她也从没想过,会在某天跟一个不怎么熟络的人袒露心扉,并把这个埋藏内心的秘密给分享出去。
难道仅仅是因为他长得好看?
还是在这么随便的场合里。
去五德路地铁站,要经过这里的一大特色景点——圣心石室大教堂。
恰逢周日,也就是人们口中的“礼拜天”,每每这时,教堂对外开放,门外那条路游人会翻上好多倍,熙熙攘攘,热闹非凡。
也只有在这天,这条路上会零零散散地蹲着一些乞丐,成为一道独特的风景线。
顾云淼留意到一个乞丐,很像她去世多年的苦命老爹。
记得那一年,她妈妈几乎都是从哭泣中度过的,但这也是陆西季后来才发现的事,包括父亲已经不在人世的事,陆西季都是后知后觉的。

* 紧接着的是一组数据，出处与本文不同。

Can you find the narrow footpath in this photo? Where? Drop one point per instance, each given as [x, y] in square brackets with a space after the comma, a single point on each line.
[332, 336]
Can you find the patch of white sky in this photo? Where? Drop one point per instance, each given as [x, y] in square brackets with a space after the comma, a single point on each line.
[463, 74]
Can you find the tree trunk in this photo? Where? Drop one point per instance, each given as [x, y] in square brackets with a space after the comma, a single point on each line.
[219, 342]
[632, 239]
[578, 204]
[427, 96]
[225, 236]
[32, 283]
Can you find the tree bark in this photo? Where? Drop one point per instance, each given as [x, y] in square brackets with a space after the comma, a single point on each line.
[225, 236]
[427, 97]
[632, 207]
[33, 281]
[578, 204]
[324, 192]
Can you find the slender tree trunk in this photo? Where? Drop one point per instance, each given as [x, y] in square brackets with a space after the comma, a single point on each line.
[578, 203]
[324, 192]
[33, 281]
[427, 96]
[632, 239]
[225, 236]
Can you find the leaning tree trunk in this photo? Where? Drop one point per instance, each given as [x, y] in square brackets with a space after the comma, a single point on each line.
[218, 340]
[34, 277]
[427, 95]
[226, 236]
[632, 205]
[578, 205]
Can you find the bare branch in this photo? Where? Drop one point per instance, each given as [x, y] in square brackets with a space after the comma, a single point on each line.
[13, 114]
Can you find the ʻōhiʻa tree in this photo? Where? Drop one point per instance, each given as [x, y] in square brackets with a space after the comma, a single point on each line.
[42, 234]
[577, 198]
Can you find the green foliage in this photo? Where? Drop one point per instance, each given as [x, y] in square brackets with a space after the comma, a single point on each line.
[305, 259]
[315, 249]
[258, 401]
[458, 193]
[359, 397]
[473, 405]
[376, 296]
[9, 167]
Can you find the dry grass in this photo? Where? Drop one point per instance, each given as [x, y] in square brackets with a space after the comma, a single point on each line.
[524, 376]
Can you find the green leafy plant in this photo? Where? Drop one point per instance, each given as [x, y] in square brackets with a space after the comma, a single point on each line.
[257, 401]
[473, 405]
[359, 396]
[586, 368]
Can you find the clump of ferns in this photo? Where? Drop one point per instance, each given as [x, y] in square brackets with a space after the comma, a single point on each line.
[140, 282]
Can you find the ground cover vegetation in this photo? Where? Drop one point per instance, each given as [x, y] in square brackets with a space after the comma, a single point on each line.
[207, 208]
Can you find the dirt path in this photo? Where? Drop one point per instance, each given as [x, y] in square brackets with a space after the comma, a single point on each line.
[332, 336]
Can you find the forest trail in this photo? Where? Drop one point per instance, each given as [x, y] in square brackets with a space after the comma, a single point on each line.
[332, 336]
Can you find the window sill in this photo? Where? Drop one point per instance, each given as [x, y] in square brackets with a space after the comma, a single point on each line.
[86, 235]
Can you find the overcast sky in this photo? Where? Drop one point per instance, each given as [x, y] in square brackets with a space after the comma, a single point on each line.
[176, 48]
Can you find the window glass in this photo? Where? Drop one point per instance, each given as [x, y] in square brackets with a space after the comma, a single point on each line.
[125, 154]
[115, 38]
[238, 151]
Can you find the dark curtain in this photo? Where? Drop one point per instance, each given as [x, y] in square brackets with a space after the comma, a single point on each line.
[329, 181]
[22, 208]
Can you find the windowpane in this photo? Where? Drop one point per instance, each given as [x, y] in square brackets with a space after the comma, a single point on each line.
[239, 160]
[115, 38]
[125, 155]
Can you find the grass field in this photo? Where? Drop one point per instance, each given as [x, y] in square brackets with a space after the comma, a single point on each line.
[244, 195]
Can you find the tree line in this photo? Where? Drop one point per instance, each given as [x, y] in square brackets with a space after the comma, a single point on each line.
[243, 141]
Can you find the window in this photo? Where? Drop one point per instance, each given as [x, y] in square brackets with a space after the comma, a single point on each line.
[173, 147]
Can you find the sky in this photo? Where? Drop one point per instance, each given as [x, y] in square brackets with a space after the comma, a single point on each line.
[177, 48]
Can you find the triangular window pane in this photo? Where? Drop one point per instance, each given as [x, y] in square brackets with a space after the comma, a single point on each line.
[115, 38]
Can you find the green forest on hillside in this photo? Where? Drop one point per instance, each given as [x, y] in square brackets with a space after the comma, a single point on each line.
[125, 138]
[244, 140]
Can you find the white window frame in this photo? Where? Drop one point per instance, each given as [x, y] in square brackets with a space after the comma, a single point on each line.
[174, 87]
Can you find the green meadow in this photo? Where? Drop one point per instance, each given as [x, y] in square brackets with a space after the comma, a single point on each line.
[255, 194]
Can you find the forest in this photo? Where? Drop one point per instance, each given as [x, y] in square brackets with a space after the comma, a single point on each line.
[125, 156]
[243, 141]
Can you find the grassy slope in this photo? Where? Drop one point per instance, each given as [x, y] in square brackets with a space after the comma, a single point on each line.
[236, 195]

她妈妈编织了一个谎言,说爸爸跟着别人去了国外干活,不能经常回家了。
这个谎言的确是骗了顾云淼挺久的,但她慢慢发现了破绽,慢慢地感觉到事情没那么简单,然后就从亲戚口中套出了爸爸去世已久的消息。
那时她正好高三,怕妈妈担心她的学习,都是等到高考分数出来后,她才拿着优异的成绩去质问她妈妈,妈妈看了看成绩,忽然声泪俱下。
什么都交代清楚了。
她妈妈什么都交代清楚了。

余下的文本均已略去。